Millard, who has spent many years of his life engrossed in minor hockey, feels similarly .
“I was on the ice, or playing rugby, or something, every single night. I went from that to laying in a hospital bed and not being able to get up and even go outside,” he said. “You see your friends doing all these things, and that’s it. You see it, but you don’t get to go. The sports part really was the biggest thing for me. The social part of it – I couldn’t hang out with my friends anymore and do the things we do. You get your life taken away from you in the blink of an eye, basically.”
That even applied to the post-treatment life. After undergoing so many surgeries, and chemotherapy, the boys’ bodies were more susceptible to illness than ever before. As a result, they still had to avoid germs and avoid many social situations. This meant that, even though they could leave the hospital, they were still unable to take part in many of the things they enjoyed.
For Millard specifically, this meant that he could not get involved in the annual Fred Squires Shield tournament, which has become a big event for those who play or follow high school hockey in Conception Bay South.
“It’s a big thing in high school hockey.

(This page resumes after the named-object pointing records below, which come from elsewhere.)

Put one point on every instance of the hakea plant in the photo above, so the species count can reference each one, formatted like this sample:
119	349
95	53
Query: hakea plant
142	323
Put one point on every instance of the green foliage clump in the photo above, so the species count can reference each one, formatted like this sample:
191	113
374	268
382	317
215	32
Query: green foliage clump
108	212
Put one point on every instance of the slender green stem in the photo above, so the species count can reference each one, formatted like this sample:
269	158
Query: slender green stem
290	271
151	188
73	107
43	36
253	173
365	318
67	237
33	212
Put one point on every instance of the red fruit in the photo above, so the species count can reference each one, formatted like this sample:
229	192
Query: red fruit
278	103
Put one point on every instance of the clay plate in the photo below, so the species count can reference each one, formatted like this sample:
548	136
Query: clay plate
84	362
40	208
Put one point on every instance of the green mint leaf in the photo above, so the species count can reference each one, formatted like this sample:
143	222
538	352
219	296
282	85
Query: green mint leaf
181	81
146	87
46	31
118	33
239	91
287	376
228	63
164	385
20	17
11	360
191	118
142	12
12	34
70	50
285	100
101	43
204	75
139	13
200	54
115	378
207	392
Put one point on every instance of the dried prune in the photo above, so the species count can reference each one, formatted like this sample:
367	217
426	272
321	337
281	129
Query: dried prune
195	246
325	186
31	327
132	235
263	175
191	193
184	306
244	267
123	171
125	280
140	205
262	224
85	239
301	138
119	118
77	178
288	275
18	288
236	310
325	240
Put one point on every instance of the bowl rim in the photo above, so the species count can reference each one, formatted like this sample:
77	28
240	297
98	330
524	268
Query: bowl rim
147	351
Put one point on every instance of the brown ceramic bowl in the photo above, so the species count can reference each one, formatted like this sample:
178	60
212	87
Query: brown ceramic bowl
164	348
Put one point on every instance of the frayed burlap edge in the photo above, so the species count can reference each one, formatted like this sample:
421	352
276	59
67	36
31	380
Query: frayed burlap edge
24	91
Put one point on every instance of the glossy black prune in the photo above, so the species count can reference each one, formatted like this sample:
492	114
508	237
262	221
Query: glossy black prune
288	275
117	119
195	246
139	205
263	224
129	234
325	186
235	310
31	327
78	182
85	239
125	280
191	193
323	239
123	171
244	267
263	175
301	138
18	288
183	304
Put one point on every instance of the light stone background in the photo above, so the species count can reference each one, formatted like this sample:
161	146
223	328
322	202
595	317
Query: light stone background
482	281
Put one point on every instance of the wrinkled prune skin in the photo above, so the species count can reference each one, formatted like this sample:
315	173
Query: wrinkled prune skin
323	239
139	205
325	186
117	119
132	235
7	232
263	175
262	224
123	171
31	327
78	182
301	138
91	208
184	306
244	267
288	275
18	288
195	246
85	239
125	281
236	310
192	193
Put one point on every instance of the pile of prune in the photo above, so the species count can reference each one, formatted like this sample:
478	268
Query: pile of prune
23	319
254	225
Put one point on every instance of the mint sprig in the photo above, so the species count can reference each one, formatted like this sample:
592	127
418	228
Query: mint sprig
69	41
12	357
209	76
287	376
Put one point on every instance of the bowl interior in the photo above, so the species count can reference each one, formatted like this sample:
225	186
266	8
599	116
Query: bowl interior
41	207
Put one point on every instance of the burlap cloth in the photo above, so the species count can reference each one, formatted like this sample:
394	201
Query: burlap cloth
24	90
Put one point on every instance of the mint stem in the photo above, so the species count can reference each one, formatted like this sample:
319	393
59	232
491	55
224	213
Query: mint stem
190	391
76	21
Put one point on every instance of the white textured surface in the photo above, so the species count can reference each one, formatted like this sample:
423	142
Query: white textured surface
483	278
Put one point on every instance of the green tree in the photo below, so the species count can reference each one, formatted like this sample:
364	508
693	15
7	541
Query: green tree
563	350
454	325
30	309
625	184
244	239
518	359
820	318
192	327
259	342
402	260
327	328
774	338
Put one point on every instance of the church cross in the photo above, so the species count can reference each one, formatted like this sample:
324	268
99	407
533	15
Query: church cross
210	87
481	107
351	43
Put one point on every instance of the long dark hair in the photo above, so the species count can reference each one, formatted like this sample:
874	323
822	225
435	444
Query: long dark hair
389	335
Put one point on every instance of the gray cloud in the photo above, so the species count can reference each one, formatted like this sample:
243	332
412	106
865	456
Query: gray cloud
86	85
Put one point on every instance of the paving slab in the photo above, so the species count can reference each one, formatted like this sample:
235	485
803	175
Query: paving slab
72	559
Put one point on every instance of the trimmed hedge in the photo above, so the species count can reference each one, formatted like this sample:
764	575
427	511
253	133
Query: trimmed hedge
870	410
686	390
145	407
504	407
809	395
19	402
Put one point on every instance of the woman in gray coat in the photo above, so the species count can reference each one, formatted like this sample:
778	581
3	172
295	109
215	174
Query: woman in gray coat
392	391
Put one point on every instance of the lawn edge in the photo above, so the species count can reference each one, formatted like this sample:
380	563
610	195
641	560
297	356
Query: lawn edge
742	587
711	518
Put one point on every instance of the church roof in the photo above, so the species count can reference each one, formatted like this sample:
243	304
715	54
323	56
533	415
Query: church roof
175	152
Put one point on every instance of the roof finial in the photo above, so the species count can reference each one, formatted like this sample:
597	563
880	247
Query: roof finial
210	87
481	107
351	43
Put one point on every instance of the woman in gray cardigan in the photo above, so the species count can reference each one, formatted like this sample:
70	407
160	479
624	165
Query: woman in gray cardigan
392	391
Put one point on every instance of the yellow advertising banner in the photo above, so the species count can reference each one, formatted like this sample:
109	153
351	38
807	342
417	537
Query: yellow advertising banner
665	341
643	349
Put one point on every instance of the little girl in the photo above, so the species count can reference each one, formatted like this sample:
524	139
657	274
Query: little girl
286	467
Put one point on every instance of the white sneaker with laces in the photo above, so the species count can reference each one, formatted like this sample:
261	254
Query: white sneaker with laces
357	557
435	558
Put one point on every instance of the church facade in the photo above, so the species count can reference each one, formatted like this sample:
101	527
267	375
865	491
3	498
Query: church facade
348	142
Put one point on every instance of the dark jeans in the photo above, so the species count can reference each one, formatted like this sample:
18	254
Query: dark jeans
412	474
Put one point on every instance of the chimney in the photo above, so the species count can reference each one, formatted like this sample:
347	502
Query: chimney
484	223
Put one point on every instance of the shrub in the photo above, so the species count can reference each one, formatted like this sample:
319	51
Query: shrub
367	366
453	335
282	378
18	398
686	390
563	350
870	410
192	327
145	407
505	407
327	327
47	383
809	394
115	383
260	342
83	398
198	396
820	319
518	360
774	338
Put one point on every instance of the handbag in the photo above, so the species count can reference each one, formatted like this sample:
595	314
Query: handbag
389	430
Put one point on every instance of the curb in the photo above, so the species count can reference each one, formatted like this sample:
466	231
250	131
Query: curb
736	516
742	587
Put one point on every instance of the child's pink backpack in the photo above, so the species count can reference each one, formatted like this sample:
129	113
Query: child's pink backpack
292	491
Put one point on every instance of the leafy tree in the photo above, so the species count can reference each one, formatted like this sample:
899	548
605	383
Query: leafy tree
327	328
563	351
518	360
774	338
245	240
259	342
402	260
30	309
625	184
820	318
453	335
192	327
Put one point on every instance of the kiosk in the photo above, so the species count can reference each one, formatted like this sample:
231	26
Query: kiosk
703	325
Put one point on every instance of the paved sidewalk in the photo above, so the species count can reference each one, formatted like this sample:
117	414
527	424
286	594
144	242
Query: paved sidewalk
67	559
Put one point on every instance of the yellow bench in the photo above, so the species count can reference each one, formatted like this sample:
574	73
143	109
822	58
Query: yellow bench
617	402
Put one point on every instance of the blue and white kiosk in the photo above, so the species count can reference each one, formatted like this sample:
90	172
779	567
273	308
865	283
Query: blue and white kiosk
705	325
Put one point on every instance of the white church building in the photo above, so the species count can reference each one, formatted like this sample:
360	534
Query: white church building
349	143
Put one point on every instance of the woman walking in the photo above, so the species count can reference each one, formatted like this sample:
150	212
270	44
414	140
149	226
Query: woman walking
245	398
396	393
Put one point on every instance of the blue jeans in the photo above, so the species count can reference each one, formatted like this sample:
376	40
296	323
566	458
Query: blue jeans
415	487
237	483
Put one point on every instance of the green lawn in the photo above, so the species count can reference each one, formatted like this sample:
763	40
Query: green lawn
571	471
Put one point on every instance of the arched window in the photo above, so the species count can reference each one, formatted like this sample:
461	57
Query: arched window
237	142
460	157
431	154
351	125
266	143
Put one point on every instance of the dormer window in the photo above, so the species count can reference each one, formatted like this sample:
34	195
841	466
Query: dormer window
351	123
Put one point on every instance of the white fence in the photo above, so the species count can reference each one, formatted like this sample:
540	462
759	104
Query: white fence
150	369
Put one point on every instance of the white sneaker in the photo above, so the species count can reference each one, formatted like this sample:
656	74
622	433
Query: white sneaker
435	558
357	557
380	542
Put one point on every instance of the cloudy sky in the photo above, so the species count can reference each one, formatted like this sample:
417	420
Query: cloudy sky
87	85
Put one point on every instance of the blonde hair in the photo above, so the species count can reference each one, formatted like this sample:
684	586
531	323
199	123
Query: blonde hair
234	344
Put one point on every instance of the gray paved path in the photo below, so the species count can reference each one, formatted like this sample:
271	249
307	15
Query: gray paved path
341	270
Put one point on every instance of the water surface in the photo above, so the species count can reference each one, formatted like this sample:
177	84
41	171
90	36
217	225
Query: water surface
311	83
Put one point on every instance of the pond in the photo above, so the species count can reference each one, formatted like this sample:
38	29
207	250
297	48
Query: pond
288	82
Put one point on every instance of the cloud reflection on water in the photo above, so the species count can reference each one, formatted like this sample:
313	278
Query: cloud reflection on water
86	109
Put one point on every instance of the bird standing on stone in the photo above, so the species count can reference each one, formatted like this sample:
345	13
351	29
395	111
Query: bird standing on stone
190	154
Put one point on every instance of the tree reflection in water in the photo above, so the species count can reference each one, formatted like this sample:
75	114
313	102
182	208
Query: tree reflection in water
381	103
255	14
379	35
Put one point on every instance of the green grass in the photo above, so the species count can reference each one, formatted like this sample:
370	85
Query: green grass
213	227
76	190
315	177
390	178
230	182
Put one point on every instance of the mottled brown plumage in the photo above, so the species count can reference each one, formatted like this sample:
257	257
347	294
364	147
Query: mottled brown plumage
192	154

I missed the first game, because I wasn’t allowed to leave. I basically begged them when the second game came around,” he said, explaining he had undergone two blood transfusions and taken enough medication to allow him to go out. Still, he had to take extra precautions to ensure he did not expose himself to anything that could do substantial harm. “There’s a bunch of pictures out there. Everyone else is in their gear and suits, and then I’m there with sweatpants and a hockey jacket, and a big blue mask … There was also a big party after that, but I was stuck laying in a hospital bed again.”
Despite the difficulties and social setbacks, Millard and Rumbolt had each other. The unique friendship they were able to cultivate during their dealings with Lymphoma helped ease the burdens the disease had created.
Being able to compare experiences with one another, and the constant reassurance that they were not alone in their plight, were some of the reasons why Millard and Rumbolt were able to help each other cope with their respective diagnoses.
Millard allowed that had he gone through cancer on his own, it would have taken a much harder toll on him mentally. With Rumbolt around, he said the process was easier. This is something that resonates with Rumbolt too.
“Going through cancer treatments are not just painful. There’s a lot of embarrassing stuff that happens too,” Rumbolt said. “Your body just doesn’t work as well as it should, and everything starts going wrong, which makes you feel almost weak. But, knowing it’s not just you, that makes it feel a lot better in a way.”